Nine months later the school is now celebrating on the back of a season the students will never forget.
The squad went through the year undefeated and twice came back from 16-nil down to snatch late victories.
In the school’s cabinet now sits the Australian NRL Schoolboys Trophy, the Langer Trophy and the Phil Hall Qld Cup.
The team didn’t just win the final leg of the trifecta last week, they crushed it. Scoring in the opening minutes they outplayed Fairfield Patrician Bros, a school that has produced some of the legends of the game including Peter Sterling and Greg Alexander.
Many of the team that travelled up from Sydney for the final already had NRL contracts in their back pocket.

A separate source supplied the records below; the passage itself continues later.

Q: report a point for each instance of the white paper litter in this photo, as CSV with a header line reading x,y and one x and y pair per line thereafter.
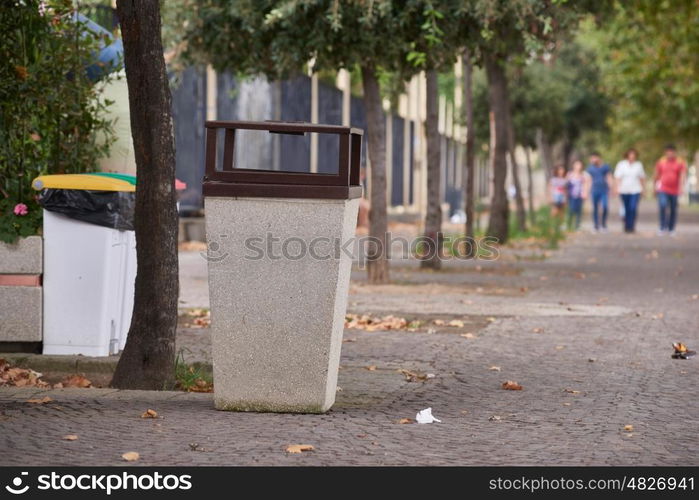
x,y
425,417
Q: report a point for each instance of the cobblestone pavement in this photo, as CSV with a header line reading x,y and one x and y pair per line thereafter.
x,y
587,332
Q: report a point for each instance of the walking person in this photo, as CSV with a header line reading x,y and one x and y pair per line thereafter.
x,y
578,187
630,177
601,181
557,192
670,173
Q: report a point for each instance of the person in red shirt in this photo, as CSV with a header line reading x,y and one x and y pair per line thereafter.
x,y
670,172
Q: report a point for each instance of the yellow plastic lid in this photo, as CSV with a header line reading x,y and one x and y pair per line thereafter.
x,y
82,181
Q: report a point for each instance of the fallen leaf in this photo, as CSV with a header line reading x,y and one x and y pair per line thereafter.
x,y
679,347
76,381
299,448
411,376
653,255
41,401
371,324
131,456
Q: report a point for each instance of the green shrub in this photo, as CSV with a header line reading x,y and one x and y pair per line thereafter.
x,y
52,116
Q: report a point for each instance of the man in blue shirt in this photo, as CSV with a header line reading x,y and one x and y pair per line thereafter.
x,y
601,176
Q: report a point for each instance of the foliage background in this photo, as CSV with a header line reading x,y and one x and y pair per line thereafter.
x,y
52,116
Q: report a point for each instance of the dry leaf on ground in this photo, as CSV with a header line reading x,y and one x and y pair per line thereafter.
x,y
19,377
131,456
372,324
76,381
299,448
511,385
411,376
41,401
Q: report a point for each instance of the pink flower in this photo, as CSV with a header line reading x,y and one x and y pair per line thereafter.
x,y
21,209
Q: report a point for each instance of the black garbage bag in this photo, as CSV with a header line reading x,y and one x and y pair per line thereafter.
x,y
113,209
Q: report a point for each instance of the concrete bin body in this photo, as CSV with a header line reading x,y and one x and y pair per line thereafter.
x,y
278,284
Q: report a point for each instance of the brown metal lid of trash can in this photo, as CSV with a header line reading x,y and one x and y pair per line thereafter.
x,y
236,182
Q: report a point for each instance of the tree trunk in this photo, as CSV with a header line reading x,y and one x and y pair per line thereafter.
x,y
469,153
543,145
149,356
433,217
519,199
377,254
530,187
499,103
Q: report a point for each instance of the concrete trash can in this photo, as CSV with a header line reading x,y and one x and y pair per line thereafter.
x,y
278,315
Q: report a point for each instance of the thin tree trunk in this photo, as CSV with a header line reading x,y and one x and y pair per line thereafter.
x,y
149,356
470,153
377,264
545,154
519,199
499,102
530,186
433,217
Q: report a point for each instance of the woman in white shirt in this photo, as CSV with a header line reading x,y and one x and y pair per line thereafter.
x,y
629,176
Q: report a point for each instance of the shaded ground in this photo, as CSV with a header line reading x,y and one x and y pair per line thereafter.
x,y
587,332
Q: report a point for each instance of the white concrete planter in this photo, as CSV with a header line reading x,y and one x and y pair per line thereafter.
x,y
277,282
21,266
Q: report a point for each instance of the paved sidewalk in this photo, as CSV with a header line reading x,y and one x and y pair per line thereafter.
x,y
587,332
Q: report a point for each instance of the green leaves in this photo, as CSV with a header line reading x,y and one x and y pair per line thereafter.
x,y
52,117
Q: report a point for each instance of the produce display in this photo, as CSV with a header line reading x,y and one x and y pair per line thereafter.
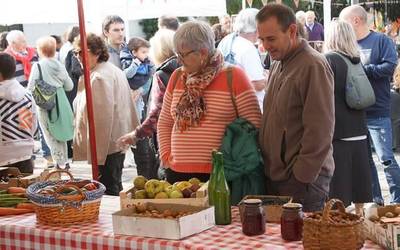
x,y
144,210
156,189
64,189
13,201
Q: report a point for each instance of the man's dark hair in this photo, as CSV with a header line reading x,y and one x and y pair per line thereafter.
x,y
283,14
110,20
57,38
137,42
7,66
168,22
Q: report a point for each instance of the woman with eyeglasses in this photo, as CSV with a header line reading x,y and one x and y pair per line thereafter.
x,y
114,113
163,56
351,181
54,74
198,106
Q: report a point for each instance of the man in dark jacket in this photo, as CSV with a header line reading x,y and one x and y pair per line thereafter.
x,y
298,119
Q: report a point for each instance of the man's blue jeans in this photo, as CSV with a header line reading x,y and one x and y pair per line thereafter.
x,y
380,130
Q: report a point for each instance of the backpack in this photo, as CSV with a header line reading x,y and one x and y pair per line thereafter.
x,y
359,92
44,94
243,162
230,57
60,121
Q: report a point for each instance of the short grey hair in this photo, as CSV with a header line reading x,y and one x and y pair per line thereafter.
x,y
340,37
354,11
194,35
162,46
13,36
245,21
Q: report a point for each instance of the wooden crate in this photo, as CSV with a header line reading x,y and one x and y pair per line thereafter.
x,y
200,200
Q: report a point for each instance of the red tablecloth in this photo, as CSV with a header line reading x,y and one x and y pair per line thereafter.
x,y
22,232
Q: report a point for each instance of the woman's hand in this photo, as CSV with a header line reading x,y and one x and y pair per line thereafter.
x,y
128,139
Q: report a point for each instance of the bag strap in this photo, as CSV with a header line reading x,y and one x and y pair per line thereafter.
x,y
40,72
229,79
231,45
57,111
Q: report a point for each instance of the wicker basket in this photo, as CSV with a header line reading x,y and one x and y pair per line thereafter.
x,y
333,229
61,210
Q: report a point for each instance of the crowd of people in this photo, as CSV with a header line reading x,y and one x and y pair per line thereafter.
x,y
173,96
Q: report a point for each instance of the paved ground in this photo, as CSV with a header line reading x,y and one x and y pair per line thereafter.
x,y
83,170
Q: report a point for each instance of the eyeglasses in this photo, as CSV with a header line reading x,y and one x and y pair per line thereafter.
x,y
183,55
77,52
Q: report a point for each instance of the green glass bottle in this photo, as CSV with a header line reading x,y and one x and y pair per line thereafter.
x,y
219,193
213,178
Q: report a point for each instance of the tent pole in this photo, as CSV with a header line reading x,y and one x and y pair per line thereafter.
x,y
327,12
88,91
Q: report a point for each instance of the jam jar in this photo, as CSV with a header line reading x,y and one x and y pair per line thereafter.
x,y
253,221
292,222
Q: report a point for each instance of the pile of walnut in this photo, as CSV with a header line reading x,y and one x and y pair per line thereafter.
x,y
335,217
376,218
142,210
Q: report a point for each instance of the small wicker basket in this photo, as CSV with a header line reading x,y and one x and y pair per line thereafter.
x,y
331,230
62,210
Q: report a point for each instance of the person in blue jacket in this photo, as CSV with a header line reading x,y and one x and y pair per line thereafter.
x,y
379,59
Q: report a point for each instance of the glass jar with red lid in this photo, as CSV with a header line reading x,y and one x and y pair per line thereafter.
x,y
253,217
292,222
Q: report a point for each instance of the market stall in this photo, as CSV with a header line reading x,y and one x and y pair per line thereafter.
x,y
23,232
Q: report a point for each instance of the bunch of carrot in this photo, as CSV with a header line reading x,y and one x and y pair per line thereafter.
x,y
13,201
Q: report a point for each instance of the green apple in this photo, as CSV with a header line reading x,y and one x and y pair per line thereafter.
x,y
165,184
161,195
140,194
139,182
194,181
153,186
176,194
169,189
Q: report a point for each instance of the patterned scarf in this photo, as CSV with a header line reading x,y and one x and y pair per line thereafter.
x,y
191,106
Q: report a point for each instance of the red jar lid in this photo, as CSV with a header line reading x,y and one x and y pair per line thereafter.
x,y
291,205
252,202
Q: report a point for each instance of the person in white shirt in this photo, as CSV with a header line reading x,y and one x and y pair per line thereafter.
x,y
241,45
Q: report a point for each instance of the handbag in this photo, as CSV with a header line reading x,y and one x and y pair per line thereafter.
x,y
243,162
359,92
44,94
61,124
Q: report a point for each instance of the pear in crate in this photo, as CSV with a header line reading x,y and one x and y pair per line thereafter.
x,y
153,187
182,185
139,182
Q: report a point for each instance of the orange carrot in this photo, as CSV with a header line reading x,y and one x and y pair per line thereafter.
x,y
16,190
26,205
13,211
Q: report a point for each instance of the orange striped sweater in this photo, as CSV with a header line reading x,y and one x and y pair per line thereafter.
x,y
190,151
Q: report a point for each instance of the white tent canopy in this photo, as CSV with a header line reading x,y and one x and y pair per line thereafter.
x,y
65,11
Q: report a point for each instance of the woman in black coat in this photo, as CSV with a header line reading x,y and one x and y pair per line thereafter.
x,y
351,180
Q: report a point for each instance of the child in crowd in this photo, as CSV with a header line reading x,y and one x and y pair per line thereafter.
x,y
18,119
138,70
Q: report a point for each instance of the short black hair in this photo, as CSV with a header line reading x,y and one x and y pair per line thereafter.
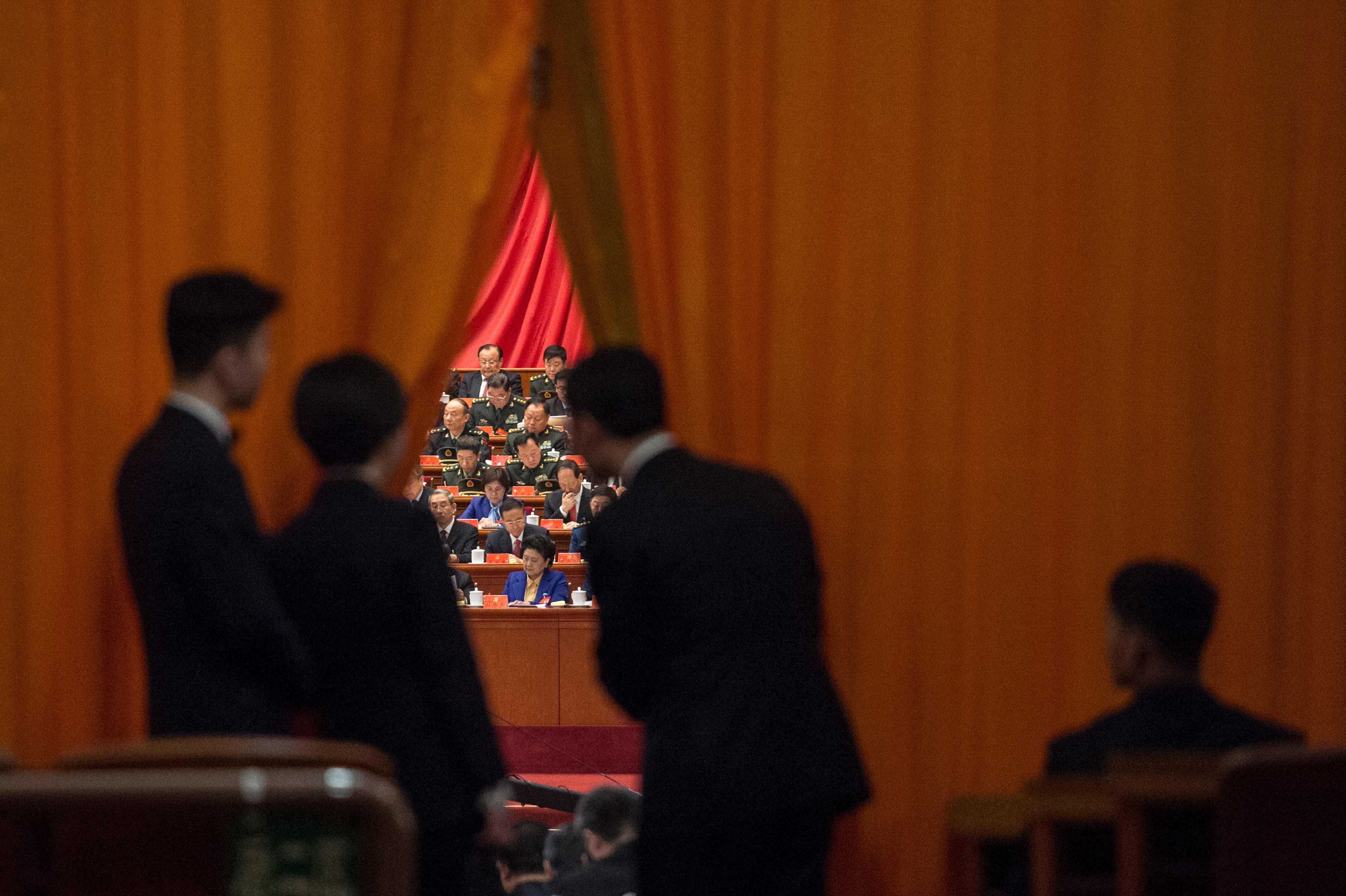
x,y
542,544
609,812
622,389
209,311
497,474
523,855
564,849
346,407
1170,602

Ipswich players had also been identified by league scouts and the match was destined to be a powerful showdown. The only disappointment for lovers of school football was why the game wasn’t scheduled as a preliminary game for NRL grand-final day rather than played as a midweek match at a suburban Brisbane ground.
Possibly the smallest player on the ground, Ipswich’s Gabriel Satrick, showed his potential for a great NRL future when he was named the Peter Sterling Medallist.
Ipswich coach Joshua Bretherton has watched over the school’s rugby league development program for almost a decade and recruited an excellent coaching team to back his vision.
They had gone close to taking out the big trophies before, but always stumbled at the final hurdle.
This year they leaped like a gazelle across the barriers and showed they indeed are the worthy champions of the schoolboy’s game in this country.
Now the hope is to emulate the 2022 team’s performance next year. Can it be done? Ipswich is saying Yes.